At the computational level, Huawei Cloud’s CloudMatrix 384 supernode reduces latency to 0.8 microsecond through dynamic routing, boosts inference efficiency by 40-50%, and, with a liquid-cooling + green energy solution, lowers the power usage effectiveness to 1.09, significantly cutting operating costs. At the model level, Alibaba’s Qwen 3.5 uses a sparse activation architecture, greatly reducing computational demand and cutting inference costs to just US$0.0003 per token.
At the ecosystem level, China follows an open-source, inclusive approach. Domestic open-source models such as DeepSeek-R1 spread research and development costs from hundreds of millions of dollars down to tens of millions, attracting global developers to contribute to iterative optimisation, further reducing overall costs. This system-level cost control gives Chinese models a formidable price advantage in the global market.

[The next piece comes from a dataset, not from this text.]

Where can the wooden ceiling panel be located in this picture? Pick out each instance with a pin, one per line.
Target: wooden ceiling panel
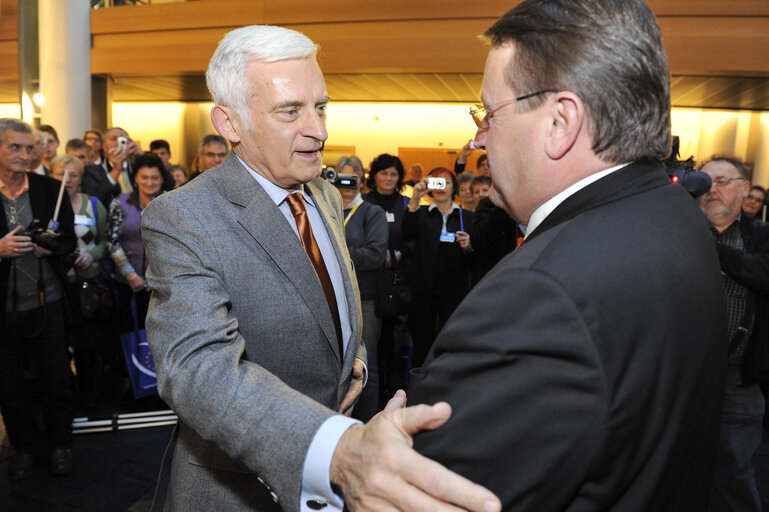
(737, 93)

From showmanship to contest of ecosystem and applications
In terms of practical applications, unlike the “research-heavy, slow-iteration” approach of major US enterprises, Chinese AI companies adopt a strategy of rapid response and agile iteration, enabling them to quickly identify developers’ pain points worldwide and meet real-world user needs at speed.
In response to enterprise users’ need for customisation, Chinese providers can rapidly deliver tailored solutions, whereas US models often take months to complete such adaptations.
For example, in response to overseas developers’ demand for ultra-long context processing and multimodal interaction, Chinese firms completed multiple rounds of iteration within just a year: Kimi rapidly scaled from supporting 100,000-level token context to million-level capacity, while MiniMax achieved seamless integration across text, image and speech modalities.
In response to enterprise users’ need for customisation, Chinese providers can rapidly deliver tailored solutions, whereas US models often take months to complete such adaptations. This user-centric iterative approach enables Chinese models to quickly align with the diverse demands of the global market, earning broader recognition from developers.
The competition in the global AI industry has long shifted from mere technical showmanship and conceptual breakthroughs to a comprehensive contest of ecosystem and applications. China’s AI call volume has now surpassed the US for the first time, not only reflecting a “belated” but genuine display of Chinese technological strength, but also signalling a new era of “East-West co-governance” in AI development.
Unlike US AI, Chinese AI follows an inclusive path of “cost-effectiveness + scenario adaptation”, which better meets the needs of most countries and developers worldwide and better promotes global AI adoption.